Food safety analyst Ann Hollingsworth said most people take food safety for granted.

"I think they expect a level of food safety that may not be realistic at times. I don't think they realize how much effort goes into the processing of their food whether it is hamburger, steak or lettuce. I don't think they realize the steps it takes to keep that produce safe."

Hollingsworth is a former vice president of food safety for Keystone Foods. Based in the Philadelphia area, Keystone is a meat supplier for many national fast-food chains. Hollingsworth, now based in Carollton, Ga., is a food safety and food crisis management consultant.

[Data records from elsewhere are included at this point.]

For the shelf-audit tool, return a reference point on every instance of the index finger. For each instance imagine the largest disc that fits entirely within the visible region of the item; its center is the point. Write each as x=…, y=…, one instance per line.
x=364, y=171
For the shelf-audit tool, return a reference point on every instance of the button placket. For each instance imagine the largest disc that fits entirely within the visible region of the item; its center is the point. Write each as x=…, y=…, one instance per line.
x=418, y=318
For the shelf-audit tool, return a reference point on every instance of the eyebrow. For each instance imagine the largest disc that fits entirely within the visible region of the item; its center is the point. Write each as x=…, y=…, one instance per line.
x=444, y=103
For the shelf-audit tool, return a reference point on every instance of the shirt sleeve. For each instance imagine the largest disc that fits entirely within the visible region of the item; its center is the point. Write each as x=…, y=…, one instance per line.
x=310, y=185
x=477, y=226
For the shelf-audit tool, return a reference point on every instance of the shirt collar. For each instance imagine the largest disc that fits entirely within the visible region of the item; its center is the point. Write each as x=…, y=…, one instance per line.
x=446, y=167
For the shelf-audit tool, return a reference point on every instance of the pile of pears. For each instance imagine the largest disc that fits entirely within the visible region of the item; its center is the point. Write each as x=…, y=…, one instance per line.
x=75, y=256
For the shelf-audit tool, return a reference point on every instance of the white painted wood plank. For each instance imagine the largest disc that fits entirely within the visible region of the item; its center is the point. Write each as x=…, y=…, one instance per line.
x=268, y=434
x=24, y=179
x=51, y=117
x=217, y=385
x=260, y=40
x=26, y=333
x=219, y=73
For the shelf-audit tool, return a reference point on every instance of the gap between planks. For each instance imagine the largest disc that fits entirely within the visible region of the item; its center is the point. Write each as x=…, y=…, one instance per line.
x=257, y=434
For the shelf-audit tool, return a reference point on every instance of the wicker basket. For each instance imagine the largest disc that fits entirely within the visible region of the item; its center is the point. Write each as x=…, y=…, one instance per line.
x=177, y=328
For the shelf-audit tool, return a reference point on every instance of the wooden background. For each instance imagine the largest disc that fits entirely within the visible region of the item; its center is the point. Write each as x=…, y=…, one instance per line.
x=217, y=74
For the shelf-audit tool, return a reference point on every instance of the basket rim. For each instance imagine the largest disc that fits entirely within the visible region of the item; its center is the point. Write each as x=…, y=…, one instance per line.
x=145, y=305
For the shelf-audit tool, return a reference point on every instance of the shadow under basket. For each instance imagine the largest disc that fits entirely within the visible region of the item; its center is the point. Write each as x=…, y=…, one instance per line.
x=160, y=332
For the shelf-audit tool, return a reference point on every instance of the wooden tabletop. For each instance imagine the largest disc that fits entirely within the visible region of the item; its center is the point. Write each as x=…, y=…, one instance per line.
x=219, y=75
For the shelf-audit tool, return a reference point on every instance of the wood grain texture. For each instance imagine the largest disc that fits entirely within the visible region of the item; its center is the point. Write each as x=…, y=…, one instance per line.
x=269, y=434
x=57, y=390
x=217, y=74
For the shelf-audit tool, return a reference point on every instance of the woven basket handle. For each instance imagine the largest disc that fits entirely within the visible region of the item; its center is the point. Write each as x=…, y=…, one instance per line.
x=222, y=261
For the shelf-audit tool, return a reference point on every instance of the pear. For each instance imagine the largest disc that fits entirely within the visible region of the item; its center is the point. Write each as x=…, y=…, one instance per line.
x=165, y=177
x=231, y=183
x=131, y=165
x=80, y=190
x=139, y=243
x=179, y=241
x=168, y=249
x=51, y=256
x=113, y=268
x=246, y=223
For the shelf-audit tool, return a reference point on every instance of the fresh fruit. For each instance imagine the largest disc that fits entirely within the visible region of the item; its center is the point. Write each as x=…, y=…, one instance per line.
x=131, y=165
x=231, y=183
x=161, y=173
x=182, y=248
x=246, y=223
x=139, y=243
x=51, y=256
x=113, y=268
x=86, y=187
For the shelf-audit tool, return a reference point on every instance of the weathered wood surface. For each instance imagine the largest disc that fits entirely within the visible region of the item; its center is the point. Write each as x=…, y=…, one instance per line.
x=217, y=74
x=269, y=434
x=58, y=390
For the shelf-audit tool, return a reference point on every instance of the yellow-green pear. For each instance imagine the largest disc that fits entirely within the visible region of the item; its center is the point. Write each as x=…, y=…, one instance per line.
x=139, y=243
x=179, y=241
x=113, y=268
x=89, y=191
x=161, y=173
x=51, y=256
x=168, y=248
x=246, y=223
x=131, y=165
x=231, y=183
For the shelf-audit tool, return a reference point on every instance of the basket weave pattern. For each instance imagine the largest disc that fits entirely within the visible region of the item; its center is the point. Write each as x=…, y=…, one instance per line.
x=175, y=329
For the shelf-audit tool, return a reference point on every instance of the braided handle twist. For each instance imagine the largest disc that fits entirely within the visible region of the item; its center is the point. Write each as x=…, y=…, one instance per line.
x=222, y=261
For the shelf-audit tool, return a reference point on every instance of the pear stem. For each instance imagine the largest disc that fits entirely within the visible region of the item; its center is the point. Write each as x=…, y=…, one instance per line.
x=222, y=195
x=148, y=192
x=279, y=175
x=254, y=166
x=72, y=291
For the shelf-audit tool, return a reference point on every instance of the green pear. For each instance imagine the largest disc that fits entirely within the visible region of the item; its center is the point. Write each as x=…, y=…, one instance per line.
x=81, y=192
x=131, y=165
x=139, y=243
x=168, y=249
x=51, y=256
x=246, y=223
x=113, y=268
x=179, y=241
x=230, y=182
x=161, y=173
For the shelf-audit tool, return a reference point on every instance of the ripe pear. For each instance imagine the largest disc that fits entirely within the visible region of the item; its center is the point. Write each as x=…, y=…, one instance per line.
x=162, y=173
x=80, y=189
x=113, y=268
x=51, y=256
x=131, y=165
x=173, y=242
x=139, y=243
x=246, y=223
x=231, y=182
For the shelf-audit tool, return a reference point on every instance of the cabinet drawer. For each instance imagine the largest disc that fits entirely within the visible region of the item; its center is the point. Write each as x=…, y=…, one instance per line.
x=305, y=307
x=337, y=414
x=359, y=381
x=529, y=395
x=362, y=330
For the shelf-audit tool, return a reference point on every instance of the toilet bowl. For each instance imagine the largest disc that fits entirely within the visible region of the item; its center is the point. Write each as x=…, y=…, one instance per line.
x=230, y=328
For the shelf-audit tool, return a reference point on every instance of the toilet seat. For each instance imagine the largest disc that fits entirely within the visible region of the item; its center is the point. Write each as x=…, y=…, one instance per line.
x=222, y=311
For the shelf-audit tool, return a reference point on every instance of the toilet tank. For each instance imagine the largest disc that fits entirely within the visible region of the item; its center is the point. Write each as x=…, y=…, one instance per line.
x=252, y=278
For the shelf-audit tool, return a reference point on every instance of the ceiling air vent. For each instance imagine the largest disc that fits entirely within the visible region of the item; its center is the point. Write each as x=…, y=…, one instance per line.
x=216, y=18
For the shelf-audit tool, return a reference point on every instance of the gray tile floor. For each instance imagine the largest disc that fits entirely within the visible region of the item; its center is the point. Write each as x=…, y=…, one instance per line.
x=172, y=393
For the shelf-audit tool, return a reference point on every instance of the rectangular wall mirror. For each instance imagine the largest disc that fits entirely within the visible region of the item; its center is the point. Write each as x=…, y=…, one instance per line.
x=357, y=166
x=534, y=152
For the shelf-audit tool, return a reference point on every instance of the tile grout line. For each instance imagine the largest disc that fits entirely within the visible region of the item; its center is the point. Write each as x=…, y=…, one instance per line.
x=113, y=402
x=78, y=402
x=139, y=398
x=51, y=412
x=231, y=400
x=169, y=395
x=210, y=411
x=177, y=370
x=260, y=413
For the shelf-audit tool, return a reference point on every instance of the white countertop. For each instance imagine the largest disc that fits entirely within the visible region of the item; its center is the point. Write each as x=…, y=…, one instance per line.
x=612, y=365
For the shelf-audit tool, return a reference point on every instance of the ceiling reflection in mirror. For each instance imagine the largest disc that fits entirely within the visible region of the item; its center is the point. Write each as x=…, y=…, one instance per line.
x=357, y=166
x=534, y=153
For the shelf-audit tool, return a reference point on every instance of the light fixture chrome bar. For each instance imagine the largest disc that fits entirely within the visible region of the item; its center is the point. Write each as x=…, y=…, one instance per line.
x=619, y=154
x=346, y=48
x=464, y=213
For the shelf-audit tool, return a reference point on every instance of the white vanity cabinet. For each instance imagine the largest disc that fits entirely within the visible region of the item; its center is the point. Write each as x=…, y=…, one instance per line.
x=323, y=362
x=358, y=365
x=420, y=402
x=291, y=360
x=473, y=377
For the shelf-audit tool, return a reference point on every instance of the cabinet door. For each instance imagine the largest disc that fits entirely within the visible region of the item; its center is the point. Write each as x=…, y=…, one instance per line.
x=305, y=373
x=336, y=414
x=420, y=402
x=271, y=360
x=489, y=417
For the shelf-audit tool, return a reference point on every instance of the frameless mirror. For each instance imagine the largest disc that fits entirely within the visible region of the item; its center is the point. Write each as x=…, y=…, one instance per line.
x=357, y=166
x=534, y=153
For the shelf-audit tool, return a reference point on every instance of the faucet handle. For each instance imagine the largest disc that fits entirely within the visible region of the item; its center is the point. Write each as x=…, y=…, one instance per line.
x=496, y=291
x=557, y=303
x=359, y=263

She said she's pleased with the steps the U.S. meat industry has taken to prevent either disease here. Because an outbreak would spell financial doom for the industry, Hollingsworth said companies often are ahead of the government in preventing and preparing for the same kinds of catastrophes that have happened in Europe.

With an intimate knowledge of how the industry works and the scares that can lurk behind every corner, Hollingsworth said she doesn't hesitate to sit down to a steak dinner.

"I was born and raised on a cattle farm," she said. "I'm cautious when I travel internationally about what I eat. And I would probably think twice about eating beef in Great Britain."